Vous le disiez, ce projet ambitionne d'inclure les personnes accueillies et hébergées : comment cela se passe-t-il ?

En effet, les personnes accueillies sont très largement incluses dans l’ensemble des étapes du projet, de l’état des lieux aux actions avec les partenaires spécialisés en addictologie. C’est facilité par la présence d’un médiateur santé-pair dans l’équipe projet nationale. Cela permet de faire bouger les lignes à tous les niveaux :

  1. les personnes accueillies et hébergées sont mobilisées et investies dans la mise en place et le développement du projet RDR dans leur structure,
  2. les équipes professionnelles voient leur regard évoluer quant aux pratiques professionnelles possibles,
  3. les directions sont interpellées par la question de la pair-aidance, et son impact sur la vie et la gestion d’une équipe.

C’est une expérimentation qui nous fait avancer, dans une démarche « d’apprendre en marchant », en intégrant les retours au quotidien. Nous nous projetons aussi vers demain, et nous étudions les possibilités de financement de postes locaux, via les agences régionales de santé par exemple.

Un autre effet intéressant observé est ce que cela provoque sur les professionnels quant à leurs parcours personnels autour des produits : intégrer une personne qui parle ouvertement de ses consommations, de son parcours en addictologie, fait émerger des questionnements pour tous. C’est un travail de proximité qui fait bouger les choses, et qui nous fait considérablement avancer à tous les niveaux.

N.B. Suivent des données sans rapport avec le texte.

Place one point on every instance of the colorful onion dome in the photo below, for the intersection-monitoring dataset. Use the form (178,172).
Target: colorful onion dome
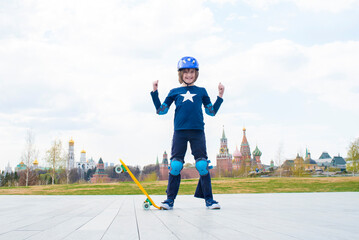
(237,153)
(256,152)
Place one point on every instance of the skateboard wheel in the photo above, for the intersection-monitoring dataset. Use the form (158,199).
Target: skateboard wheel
(118,169)
(146,205)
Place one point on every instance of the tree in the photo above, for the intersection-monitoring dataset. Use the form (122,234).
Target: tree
(55,157)
(29,155)
(278,159)
(353,156)
(74,175)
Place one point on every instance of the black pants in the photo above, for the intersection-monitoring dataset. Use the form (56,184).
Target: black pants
(197,141)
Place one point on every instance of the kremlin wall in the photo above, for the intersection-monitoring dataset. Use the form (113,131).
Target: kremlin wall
(241,163)
(226,164)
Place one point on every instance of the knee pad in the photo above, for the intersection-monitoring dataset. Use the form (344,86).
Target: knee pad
(202,166)
(176,167)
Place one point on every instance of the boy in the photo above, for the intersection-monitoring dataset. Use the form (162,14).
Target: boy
(188,126)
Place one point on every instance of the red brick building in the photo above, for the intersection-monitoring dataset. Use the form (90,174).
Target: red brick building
(100,176)
(224,159)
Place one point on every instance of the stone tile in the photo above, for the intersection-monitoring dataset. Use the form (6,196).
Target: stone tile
(246,216)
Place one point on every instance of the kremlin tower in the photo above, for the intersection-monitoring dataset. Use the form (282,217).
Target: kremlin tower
(224,159)
(237,159)
(245,159)
(257,155)
(242,160)
(71,159)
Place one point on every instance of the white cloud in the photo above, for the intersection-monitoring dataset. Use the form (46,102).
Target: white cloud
(334,6)
(275,29)
(84,70)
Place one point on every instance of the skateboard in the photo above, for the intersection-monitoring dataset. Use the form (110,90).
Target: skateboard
(148,202)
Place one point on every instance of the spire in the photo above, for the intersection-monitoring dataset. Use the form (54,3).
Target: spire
(223,134)
(245,150)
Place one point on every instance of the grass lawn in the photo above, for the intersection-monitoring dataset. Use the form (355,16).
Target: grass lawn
(220,186)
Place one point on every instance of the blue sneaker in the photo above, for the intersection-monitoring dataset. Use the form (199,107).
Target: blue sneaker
(212,204)
(167,204)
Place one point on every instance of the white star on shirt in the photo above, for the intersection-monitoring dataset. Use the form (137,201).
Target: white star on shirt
(188,96)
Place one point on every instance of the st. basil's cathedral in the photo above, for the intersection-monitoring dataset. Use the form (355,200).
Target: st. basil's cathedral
(241,160)
(227,165)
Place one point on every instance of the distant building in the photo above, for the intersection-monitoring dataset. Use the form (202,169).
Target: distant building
(8,169)
(224,159)
(164,167)
(309,163)
(324,160)
(35,164)
(20,166)
(100,176)
(338,162)
(70,164)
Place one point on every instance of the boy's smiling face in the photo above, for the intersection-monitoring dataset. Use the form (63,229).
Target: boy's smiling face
(189,75)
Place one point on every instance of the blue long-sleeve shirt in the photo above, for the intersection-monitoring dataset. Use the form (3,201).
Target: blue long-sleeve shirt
(188,101)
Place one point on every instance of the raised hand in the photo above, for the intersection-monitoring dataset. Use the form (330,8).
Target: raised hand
(155,85)
(220,90)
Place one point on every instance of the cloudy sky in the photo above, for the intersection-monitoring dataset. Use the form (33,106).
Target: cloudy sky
(84,69)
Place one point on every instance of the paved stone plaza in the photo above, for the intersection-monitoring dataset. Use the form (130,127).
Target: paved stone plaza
(243,216)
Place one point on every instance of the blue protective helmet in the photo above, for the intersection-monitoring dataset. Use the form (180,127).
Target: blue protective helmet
(187,62)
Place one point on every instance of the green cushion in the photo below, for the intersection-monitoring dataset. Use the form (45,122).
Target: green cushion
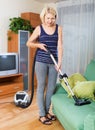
(72,80)
(90,71)
(85,89)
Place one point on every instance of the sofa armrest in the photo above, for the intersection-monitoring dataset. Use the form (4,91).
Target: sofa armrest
(59,89)
(89,122)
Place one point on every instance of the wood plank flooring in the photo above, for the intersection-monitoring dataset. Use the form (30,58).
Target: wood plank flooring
(16,118)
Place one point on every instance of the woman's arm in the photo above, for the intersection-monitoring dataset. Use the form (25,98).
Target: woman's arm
(33,40)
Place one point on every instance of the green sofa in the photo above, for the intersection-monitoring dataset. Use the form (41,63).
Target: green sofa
(74,117)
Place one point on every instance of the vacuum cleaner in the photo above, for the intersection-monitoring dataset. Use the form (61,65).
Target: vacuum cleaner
(23,100)
(78,101)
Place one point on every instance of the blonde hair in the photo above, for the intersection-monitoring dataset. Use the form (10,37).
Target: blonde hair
(46,10)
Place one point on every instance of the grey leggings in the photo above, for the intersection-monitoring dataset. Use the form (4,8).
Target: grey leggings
(44,70)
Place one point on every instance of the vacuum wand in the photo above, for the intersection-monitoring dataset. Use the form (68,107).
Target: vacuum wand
(78,102)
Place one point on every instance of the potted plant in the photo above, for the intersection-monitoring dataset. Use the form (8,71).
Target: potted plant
(17,23)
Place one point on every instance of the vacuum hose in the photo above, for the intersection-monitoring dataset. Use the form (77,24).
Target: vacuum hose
(21,98)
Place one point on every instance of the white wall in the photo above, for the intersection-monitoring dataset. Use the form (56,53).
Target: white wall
(13,8)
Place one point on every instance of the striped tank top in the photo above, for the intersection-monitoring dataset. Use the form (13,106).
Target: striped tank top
(51,41)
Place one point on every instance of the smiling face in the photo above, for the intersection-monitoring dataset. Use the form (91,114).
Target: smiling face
(49,19)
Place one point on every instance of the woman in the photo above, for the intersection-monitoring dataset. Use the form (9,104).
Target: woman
(48,34)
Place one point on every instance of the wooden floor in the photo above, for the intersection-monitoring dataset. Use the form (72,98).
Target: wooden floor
(16,118)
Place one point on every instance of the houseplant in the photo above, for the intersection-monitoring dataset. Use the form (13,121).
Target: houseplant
(17,23)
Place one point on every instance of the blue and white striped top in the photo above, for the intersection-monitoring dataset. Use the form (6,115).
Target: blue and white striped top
(51,41)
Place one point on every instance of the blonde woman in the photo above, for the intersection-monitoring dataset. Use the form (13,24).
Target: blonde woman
(48,34)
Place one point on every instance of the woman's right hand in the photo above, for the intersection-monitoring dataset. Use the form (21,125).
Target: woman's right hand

Intégrer à l'équipe une personne qui parle ouvertement de ses consommations, de son parcours en addictologie, fait émerger des questionnements pour tous. C’est un travail de proximité qui fait bouger les choses.

Et qu'en est-il de l'évaluation ?

Nous développons une méthode d’évaluation ambitieuse, avec un travail de mesure d’impact du projet : quels impacts la démarche RdR va-t-elle avoir dans nos établissements, auprès des professionnels et des personnes accompagnées ? Comment les mesurer ? Cela s’inscrit dans une démarche méthodologique de recherche rigoureuse, avec une approche académique ambitieuse. Cela permettra ainsi de faire rayonner le projet auprès de nos autres établissements, qui ne sont pas pilotes du projet, dans une démarche de réplicabilité des approches et actions mises en œuvre durant ce projet.